2016年、ヒラリー・クリントンが主要政党初の女性大統領候補となったのと同時に、クッキー・コンテストの意義を疑問視する声が高まりました。かつての「ファースト・レディのクッキー・コンテスト」に、男性であるビル・クリントンが参加を余儀なくされたからです。
ヒラリーが史上初の女性大統領に就任すれば、夫のビルは史上初の「ファースト・ハズバンド」となります。男女の立場が入れ替わることにより、「大統領の伴侶」が果たすべき責務も、根本から見直されるのは必定です。
歴代のファースト・レディには、大統領の公務においてホステス役を務めるという、重要な役割がありました。会食の際にテーブル花や食器を選んだり、ホワイトハウスのクリスマス・ツリーを飾り付けるなど、ファースト・レディたちには常に「アメリカ家庭の模範的な主婦像」が求められてきたのです。
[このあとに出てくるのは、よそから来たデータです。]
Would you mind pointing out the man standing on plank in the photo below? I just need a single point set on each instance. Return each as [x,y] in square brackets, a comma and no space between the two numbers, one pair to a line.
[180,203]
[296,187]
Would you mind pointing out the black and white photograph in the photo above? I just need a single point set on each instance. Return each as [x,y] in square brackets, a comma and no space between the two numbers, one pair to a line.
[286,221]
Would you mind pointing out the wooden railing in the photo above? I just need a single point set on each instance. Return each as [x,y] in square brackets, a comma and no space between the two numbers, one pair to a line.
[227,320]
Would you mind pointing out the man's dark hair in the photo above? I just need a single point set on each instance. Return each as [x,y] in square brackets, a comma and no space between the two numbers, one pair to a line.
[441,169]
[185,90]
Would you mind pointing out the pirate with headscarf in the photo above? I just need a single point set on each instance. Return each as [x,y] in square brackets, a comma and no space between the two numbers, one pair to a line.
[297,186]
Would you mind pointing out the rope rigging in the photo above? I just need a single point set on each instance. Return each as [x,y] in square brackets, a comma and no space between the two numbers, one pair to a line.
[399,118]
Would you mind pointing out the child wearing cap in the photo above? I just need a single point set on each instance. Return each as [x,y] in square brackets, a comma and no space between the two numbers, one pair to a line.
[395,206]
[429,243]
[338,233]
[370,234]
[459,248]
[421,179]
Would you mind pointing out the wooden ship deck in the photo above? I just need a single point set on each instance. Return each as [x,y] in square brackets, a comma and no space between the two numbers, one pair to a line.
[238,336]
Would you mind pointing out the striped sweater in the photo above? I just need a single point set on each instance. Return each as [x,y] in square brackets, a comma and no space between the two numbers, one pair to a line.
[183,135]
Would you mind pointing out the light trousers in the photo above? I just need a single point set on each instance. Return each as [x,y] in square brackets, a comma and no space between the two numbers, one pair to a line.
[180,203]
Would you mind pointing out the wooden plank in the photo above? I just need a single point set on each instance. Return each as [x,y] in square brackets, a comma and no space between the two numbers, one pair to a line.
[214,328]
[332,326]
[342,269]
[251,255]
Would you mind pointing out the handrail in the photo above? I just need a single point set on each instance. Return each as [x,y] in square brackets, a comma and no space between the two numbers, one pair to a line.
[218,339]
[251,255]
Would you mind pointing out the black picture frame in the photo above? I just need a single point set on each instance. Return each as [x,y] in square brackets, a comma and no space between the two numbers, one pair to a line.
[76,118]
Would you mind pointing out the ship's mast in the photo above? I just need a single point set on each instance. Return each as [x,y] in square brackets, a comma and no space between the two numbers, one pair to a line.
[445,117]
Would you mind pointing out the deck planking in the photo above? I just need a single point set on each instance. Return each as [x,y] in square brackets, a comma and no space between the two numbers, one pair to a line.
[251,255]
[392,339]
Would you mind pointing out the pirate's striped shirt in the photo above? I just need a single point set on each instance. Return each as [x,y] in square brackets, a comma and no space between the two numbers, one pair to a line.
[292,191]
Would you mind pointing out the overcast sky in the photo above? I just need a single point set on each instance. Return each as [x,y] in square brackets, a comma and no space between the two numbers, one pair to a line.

ヒラリー・クリントンの出現は、伝統的なファースト・レディの概念を覆しました。陰ながら夫を支える家庭的な妻ではなく、弁護士としてのキャリアを武器に、堂々と政治の表舞台に躍り出る大統領夫人の存在は、新時代の到来を思わせました。そのヒラリーがきっかけを作って、クッキー・コンテストという保守的な慣習が生まれたのは、皮肉といえば皮肉なものです。